A pesar de ello, y como numerosos estudios han demostrado también, aquellas reivindicaciones incipientes de la igualdad entre hombres y mujeres fueron contrarrestadas por las novedosas —y no menos “modernas”— teorías médicas, fisiológicas y biopsicológicas que postulaban la diferencia esencial entre los sexos. De hecho, en el siglo XVIII —sobre todo en su segunda mitad—, varias de las corrientes más avanzadas de la ciencia se propusieron demostrar que el sexo impregnaba no solo la mente, sino hasta el último “hueso, músculo, nervio y vaso sanguíneo” del organismo, y derivaron de ello explicaciones que ponían el énfasis en las diferencias fundamentales entre hombres y mujeres, al tiempo que defendían y aconsejaban la complementariedad de los sexos.
Estos argumentos médicos y fisiológicos se veían reforzados a su vez por otros más genéricos de carácter cultural, como los defendidos por Jean-Jacques Rousseau, quien, pese a sus apasionadas justificaciones escritas de la igualdad de los hombres, fue evolucionando hacia un marcado contraste entre los sexos en sus postreras obras tras unos inicios en los que había abogado por la igualdad sexual.
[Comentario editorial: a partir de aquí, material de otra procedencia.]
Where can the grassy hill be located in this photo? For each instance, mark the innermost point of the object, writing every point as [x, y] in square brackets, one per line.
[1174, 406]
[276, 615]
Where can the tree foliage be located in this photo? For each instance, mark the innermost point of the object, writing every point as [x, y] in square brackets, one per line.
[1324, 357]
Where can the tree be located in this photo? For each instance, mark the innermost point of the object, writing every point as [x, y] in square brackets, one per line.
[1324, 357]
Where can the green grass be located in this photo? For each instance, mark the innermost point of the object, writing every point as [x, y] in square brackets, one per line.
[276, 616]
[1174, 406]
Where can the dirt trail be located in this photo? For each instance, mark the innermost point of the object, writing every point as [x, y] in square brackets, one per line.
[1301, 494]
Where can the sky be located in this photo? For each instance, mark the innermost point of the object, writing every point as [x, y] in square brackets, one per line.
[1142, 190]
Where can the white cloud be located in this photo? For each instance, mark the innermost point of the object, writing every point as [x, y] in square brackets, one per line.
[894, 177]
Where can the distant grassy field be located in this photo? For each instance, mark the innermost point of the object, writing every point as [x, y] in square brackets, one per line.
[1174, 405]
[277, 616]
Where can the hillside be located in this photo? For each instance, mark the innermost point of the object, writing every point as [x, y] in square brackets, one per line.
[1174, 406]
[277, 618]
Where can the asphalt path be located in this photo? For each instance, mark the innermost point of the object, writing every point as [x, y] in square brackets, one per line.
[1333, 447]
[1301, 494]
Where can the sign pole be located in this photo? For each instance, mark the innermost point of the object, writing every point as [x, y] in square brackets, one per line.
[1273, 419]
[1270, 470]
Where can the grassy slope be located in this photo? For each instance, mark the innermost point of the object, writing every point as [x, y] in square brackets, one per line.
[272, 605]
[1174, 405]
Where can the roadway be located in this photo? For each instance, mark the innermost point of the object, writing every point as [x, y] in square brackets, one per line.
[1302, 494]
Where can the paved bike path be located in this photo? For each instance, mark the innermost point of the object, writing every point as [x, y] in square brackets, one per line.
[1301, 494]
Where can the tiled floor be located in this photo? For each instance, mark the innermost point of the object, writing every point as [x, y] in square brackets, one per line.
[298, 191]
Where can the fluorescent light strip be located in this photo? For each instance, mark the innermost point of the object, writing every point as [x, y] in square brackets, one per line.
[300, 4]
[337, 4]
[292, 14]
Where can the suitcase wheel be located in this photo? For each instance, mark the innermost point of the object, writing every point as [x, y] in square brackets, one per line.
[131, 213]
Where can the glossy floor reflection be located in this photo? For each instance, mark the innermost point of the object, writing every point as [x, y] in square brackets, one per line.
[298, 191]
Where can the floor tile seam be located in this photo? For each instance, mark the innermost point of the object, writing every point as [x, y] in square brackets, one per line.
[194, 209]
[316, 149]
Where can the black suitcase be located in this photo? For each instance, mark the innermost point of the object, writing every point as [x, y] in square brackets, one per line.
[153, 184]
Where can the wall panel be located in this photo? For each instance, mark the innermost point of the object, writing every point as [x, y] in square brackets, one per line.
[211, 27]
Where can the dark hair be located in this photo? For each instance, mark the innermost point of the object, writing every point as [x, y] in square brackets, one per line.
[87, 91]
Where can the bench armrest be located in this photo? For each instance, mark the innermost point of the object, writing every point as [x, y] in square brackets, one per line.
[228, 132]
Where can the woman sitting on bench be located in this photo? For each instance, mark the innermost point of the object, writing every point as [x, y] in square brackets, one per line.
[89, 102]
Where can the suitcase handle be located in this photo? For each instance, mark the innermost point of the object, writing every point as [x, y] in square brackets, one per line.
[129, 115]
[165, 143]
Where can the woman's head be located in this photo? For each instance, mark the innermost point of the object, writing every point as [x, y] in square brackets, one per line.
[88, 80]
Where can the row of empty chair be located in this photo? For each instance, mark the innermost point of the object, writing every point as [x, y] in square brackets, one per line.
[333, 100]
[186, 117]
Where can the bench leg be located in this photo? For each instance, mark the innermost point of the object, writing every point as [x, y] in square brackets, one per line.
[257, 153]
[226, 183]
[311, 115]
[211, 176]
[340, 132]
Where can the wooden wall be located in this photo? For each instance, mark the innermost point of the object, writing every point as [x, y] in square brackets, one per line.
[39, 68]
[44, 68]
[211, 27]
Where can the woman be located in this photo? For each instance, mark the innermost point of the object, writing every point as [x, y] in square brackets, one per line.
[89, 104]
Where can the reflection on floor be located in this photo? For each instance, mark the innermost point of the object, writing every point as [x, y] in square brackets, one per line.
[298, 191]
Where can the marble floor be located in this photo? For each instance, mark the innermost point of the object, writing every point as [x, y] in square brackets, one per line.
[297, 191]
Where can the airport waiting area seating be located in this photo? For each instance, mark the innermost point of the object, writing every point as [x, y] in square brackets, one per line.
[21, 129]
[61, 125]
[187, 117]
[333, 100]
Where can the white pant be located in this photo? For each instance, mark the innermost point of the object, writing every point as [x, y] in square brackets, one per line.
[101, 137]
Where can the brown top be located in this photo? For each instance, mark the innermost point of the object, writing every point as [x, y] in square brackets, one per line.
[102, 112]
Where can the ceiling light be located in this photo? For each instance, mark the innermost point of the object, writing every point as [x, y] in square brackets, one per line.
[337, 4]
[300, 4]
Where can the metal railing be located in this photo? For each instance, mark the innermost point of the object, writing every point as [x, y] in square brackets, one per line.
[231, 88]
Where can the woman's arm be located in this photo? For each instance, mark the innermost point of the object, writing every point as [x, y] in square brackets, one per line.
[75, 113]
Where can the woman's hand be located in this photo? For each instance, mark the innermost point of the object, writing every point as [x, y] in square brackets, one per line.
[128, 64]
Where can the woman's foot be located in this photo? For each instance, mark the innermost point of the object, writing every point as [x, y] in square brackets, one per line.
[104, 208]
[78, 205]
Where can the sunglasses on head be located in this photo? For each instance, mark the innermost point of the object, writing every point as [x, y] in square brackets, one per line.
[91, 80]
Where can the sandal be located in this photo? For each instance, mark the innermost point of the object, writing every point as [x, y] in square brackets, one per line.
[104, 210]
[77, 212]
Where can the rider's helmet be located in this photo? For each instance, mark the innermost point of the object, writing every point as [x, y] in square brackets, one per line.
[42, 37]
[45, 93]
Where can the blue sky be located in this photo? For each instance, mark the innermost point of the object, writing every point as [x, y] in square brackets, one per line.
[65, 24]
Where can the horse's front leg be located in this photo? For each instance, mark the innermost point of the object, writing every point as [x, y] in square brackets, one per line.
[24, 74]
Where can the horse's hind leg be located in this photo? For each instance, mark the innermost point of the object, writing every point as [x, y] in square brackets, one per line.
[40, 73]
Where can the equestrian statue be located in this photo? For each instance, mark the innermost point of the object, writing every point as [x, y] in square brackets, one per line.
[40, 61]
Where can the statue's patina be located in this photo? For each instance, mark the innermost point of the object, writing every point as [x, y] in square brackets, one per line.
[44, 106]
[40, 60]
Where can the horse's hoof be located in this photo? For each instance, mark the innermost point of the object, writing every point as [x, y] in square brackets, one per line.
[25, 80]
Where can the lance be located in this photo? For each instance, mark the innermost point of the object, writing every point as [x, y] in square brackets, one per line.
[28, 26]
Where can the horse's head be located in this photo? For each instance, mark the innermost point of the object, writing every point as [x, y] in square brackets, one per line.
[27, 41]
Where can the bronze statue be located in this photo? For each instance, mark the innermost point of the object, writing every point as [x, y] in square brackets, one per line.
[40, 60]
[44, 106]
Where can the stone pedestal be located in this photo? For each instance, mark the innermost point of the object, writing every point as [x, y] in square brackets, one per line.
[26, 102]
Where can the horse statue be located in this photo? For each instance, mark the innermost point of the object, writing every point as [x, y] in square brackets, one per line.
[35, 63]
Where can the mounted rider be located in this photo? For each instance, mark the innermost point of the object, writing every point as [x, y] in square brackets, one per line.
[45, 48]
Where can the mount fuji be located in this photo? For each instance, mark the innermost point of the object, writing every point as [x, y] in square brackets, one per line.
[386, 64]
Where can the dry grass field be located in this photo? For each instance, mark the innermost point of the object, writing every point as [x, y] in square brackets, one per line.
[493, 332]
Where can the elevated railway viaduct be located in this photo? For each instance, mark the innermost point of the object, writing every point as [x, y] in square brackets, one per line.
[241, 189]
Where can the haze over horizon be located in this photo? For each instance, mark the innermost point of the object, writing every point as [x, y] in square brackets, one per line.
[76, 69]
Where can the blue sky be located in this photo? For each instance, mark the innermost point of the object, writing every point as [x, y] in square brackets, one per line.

Sumado a una evolución parecida en la tradición republicana, en la que se fue enfatizando cada vez más la virtud masculina y la idea de una esfera pública dominada por los hombres, el pensamiento rousseauniano contribuyó a proporcionar una especie de plantilla de base para una ideología de la separación de ámbitos que relegaba a las mujeres al terreno doméstico y encomendaba a los hombres la responsabilidad de los negocios y los asuntos públicos. No en vano puso especialmente a Rousseau en su punto de mira en (1792), donde señaló que ni la más “virtuosa igualdad se asentará firmemente [...] si la mitad de la humanidad es encadenada a su punto más bajo por el destino”. Pese a las protestas de Wollstonecraft, la fraternidad en Francia (como en Estados Unidos) solía apelar casi siempre a un vínculo sentimental entre hombres, como su propio nombre indica, mientras se instaba a las madres y las hermanas a quedarse en casa atendiendo los asuntos familiares.